= Francella Mary Griggs =

Sister Francella Mary Griggs, S.N.J.M., (February 5, 1920 – January 7, 2012) was a Native American member of the Sisters of the Holy Names of Jesus and Mary and a leading advocate of the Confederated Tribes of Siletz Indians of Oregon. She successfully advocated for the restoration of federal recognition of the Confederated Tribes of Siletz Indians. The tribe regained federal recognition in 1977.

Sister Francella was born Florence Griggs on February 5, 1920, to Lloyd Manley and Amanda West Griggs. She graduated from St. Mary School in Medford, Oregon. The oldest of two sisters, Grigg's parents both died when she was young. She and her sister were raised at the Christie School, as the school is now called, in Marylhurst, Oregon, by the Sisters of the Holy Names of Jesus and Mary.

Griggs entered the Sisters of the Holy Names of Jesus and Mary and took her vows on February 5, 1943, which was her 23rd birthday. She completed bachelor's degrees in English and Spanish. Sister Francella then taught at high schools throughout the Pacific Northwest, including Holy Names Academy in Seattle, Holy Names Academy in Spokane, Sacred Heart Academy in Salem, Oregon, St. Mary's High School in Eugene, Oregon, Star of the Sea in Astoria, Oregon, and St. Mary's Academy in Portland, Oregon. In 1975, she was listed at the director of the Chicano-Indian Study Center of Oregon (CISCO), housed at the former site of Camp Adair just north of Corvallis, Oregon. That same year, she was serving on Portland Metropolitan Human Relations Commission. In 1976, Griggs was appointed to a committee to select the recipient of the Portland Board of Education's McPherson Memorial Award for Interracial Understanding, which was given to Creston Elementary School.

Griggs began focusing on Native American issues beginning in the late 1960s. She joined a commission to restore federal recognition of the Confederated Tribes of Siletz Indians, which she and her family were members. She collaborated with several Oregon United States representatives for federal recognition, which was restored in 1977. She became a professor at the Indian Center of Eastern Oregon State College, now known Eastern Oregon University, in La Grande, Oregon. She also served as the executive director of the Portland Urban Indian Program.

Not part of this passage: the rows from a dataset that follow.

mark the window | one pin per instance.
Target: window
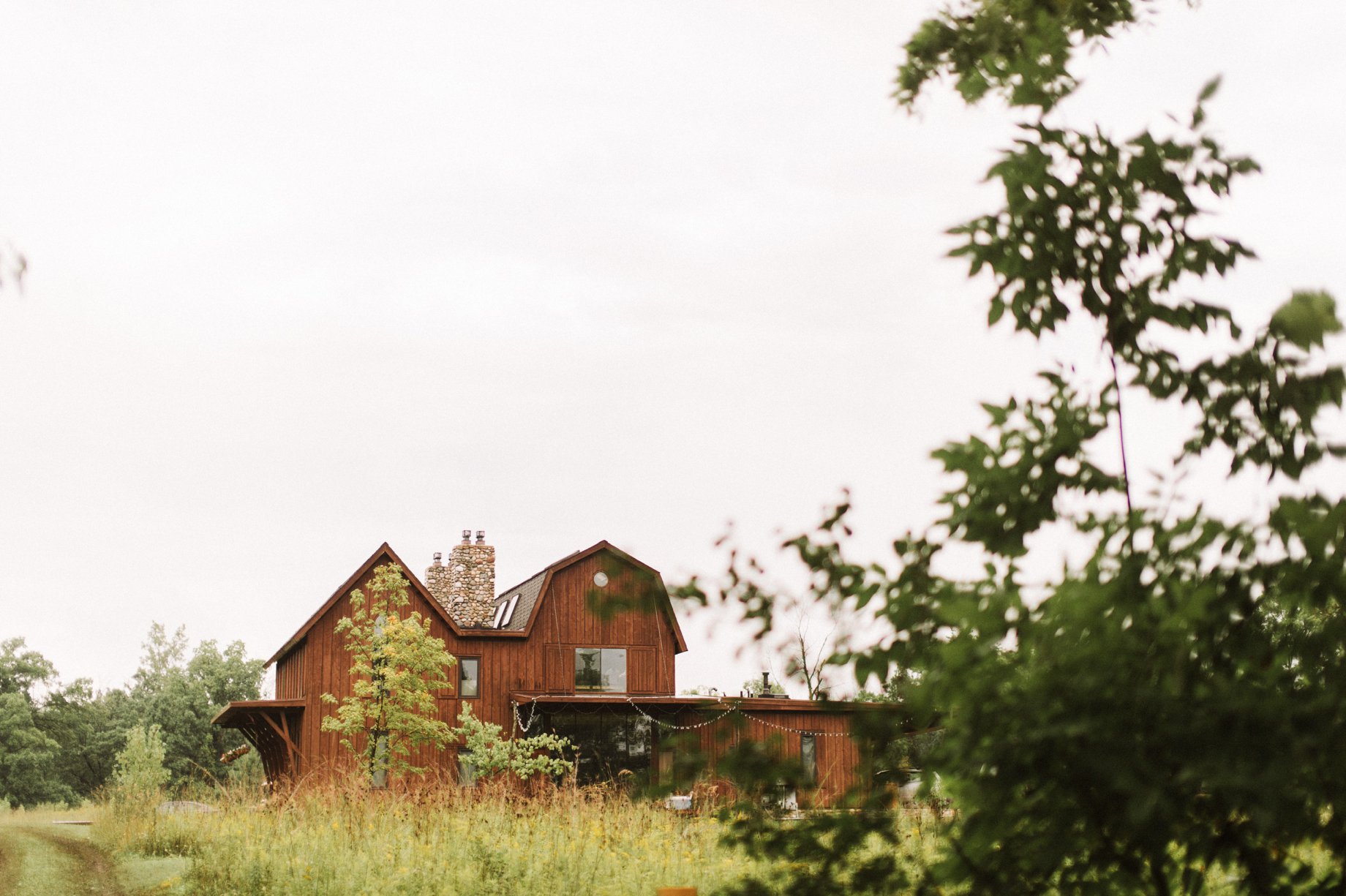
(606, 745)
(380, 778)
(809, 756)
(469, 677)
(601, 669)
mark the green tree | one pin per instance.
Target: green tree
(181, 696)
(139, 772)
(29, 758)
(396, 670)
(493, 753)
(1166, 709)
(88, 729)
(29, 772)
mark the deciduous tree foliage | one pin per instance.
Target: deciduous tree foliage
(59, 742)
(1170, 708)
(396, 670)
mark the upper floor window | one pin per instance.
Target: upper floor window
(469, 677)
(601, 669)
(809, 758)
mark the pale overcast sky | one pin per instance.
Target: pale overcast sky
(306, 277)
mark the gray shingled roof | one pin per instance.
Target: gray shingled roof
(528, 592)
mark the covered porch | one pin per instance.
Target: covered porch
(272, 727)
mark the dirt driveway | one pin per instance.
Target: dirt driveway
(46, 860)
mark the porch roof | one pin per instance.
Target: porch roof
(756, 704)
(241, 711)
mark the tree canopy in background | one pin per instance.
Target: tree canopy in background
(1168, 709)
(59, 743)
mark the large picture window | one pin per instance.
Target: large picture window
(601, 669)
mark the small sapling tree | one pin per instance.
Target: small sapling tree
(493, 753)
(396, 668)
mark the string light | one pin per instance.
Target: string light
(532, 718)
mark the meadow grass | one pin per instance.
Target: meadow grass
(42, 857)
(334, 840)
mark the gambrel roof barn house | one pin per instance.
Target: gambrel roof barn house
(584, 649)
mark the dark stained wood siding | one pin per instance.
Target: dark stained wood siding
(839, 756)
(290, 674)
(564, 622)
(543, 662)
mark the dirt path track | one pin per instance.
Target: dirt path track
(86, 870)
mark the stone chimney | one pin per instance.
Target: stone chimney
(466, 584)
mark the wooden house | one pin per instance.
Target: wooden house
(586, 649)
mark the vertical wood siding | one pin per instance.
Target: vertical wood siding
(541, 663)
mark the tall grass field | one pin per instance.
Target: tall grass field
(445, 841)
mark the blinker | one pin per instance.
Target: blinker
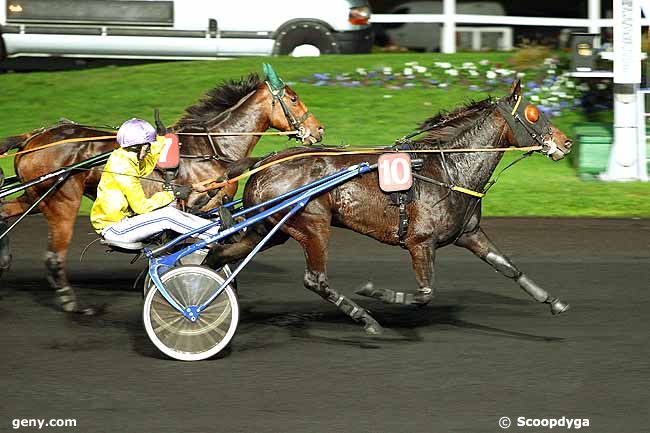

Griggs died on January 7, 2012, at the Marie-Rose Center at Mary's Woods in Lake Oswego, Oregon, at the age of 91. She was the oldest member of the Confederated Tribes of Siletz Indians at the time. Her Mass of Christian Burial was held at the Mary's Woods Provincial House Chapel in Lake Oswego and she was buried in a family plot on the Siletz Indian reservation.